Un atelier de vulgarisation du nouveau code de l’eau en présence de plusieurs entités représentant l'île de Mohéli a eu lieu lundi dernier à la salle multifonctionnelle de Fomboni.
L’eau est l'élément indispensable à la survie de l'humanité, donc sa préservation et sa distribution doivent suivre une certaine logique et un code bien défini pour ne pas tomber dans l'aberration et l’utilisation abusive de ce qui est communément appelé l’or blanc. Après Ngazidja et Ndzouani c’est au tour de Mwali de bénéficier de cet atelier pour permettre aux acteurs locaux de mieux s'imprégner de ce nouveau code qui remplace celui de 1994 qui n’a jamais vraiment été appliqué faute de n’avoir jamais été promulguée.

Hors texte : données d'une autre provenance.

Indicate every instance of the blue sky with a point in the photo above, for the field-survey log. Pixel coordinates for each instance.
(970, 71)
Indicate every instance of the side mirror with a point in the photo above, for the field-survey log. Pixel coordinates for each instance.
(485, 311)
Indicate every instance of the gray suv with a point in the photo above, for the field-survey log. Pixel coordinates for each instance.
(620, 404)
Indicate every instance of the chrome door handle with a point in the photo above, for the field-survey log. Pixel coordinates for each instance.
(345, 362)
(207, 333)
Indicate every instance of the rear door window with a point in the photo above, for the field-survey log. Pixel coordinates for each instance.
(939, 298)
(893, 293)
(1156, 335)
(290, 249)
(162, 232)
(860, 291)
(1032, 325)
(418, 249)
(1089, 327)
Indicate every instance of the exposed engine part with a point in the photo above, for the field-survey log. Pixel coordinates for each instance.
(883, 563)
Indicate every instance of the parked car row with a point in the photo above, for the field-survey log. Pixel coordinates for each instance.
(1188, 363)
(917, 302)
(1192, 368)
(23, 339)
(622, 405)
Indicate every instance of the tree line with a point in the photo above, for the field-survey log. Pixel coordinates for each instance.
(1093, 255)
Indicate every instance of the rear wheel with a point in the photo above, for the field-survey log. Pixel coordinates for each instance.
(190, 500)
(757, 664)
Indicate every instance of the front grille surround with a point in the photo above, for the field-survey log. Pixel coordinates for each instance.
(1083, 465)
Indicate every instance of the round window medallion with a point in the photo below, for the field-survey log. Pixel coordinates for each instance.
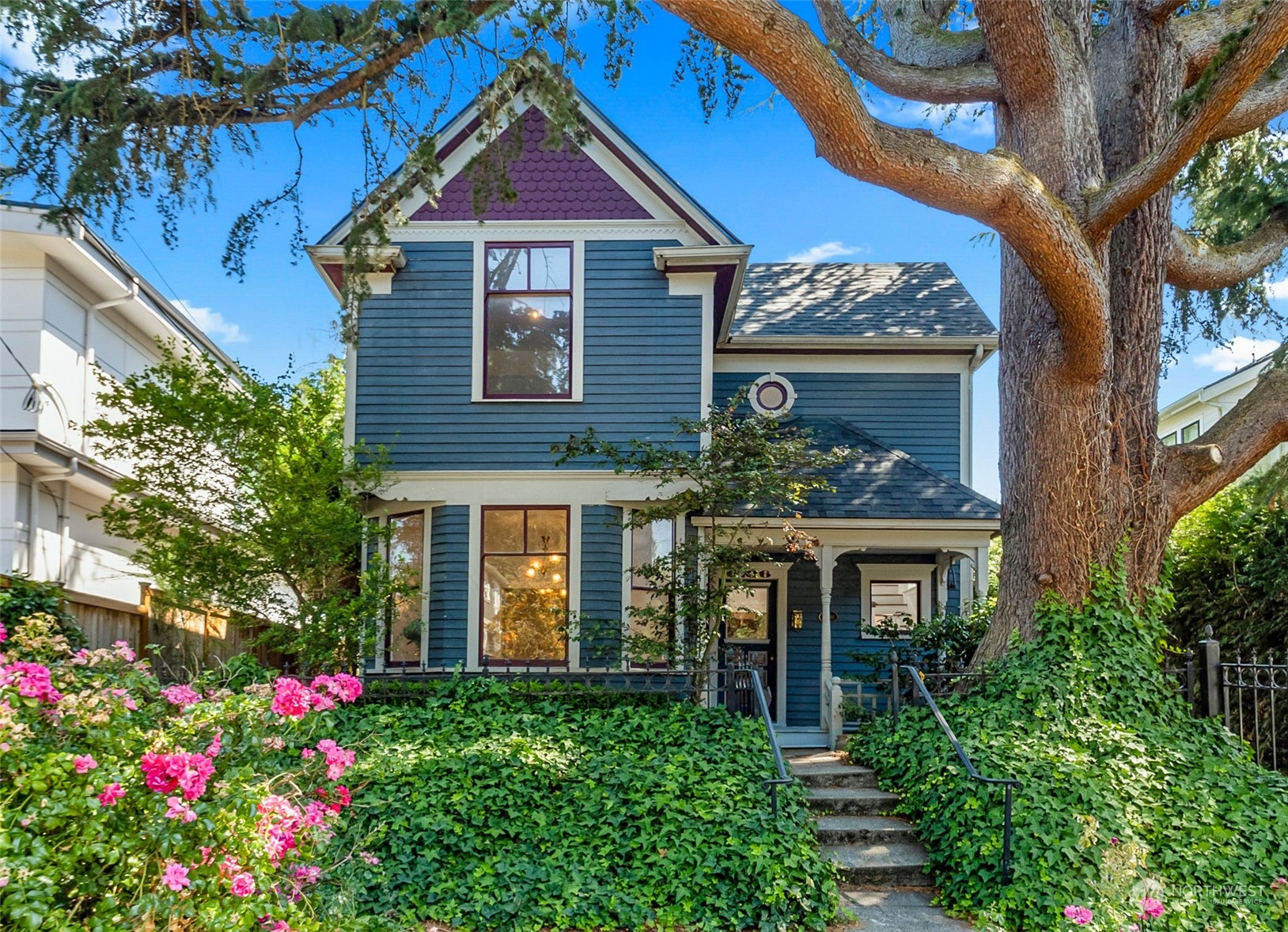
(771, 396)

C’est pourquoi, à l'initiative du gouvernement avec l’appui du Programme des Nations Unies pour le Développement (PNUD) et le Fonds vert pour le climat (FVC), des experts ont été engagés pour l'étude d’un nouveau code de l’eau qui serait en phase avec les réalités du moment. « Il fallait un nouveau code qui sera en phase avec les nouvelles réalités, notamment le dérèglement climatique qui entraîne avec lui un certains nombre de problèmes comme le tarissement des cours d’eau », confie Abderamane Mohamed, le coordinateur du programme ERDC. Avant de se pencher sur la problématique du tarissement de l’eau, d’autres participants ont soulevé la question de l'insalubrité des ces cours d’eau qui sont censés assurer la distribution à l'ensemble de la population. A l'unanimité, les participants sont d’accord pour que des mesures contraignantes soient prises pour lutter contre ces pratiques qui avant de salir les sources hydraulique, ont un véritable impact sur la dégradation de l’environnement qui est l’une des sources de la raréfaction des cours d’eau dans l’ensemble du territoire national. « Ces infractions doivent être sanctionnées notamment par le principe du pollueur-payeur », renchérit-t-il
.
Si les acteurs concernés ne prennent pas le problématique à bras le corps, c’est l’ensemble de la population qui va en pâtir de l'absence de ce denrée pourtant indispensable. « L’eau est une ressource naturelle précieuse dont la gestion durable est d’intérêt général. Sa préservation s’impose à tous et exige de chacun qu’il contribue à l'effort de l’Etat, pour en assurer la protection et la gestion durable », comme stipulé par l’article 3 de ce nouveau code de l’eau.
L’autre problématique qui a conduit à l'élaboration de ce nouveau texte juridique est celle de la responsabilité de la gestion de l’eau par les entités étatiques ou communautaires. « Les communes, en leur qualité de maître d’ouvrage délégué du service public d’approvisionnement en eau potable, confient la gestion du service public de distribution d’eau potable à la société nationale chargée de la distribution de l’eau au vu de la réglementation en vigueur », nous dit l’article 63 de la loi 20-036/AU du 28 décembre 2020, portant Code de l’Eau et de l’Assainissement en Union des Comores.
Et l’article de finir : « Dans le cas cette société nationale ne serait pas en mesure de gérer le service public de distribution d’eau, après avis de l’autorité de régulation, le conseil des ministre confie par dérogation à l'alinéa précédent la gestion du service à une autre personne morale de droit public ou privé ». C’est ce qu’Aboubacar Abdou Msa, expert juriste a défini comme « le principe de la subsidiarité », qui consiste à reverser la responsabilité d’une action publique à l'entité compétente la plus proche de celle-ci.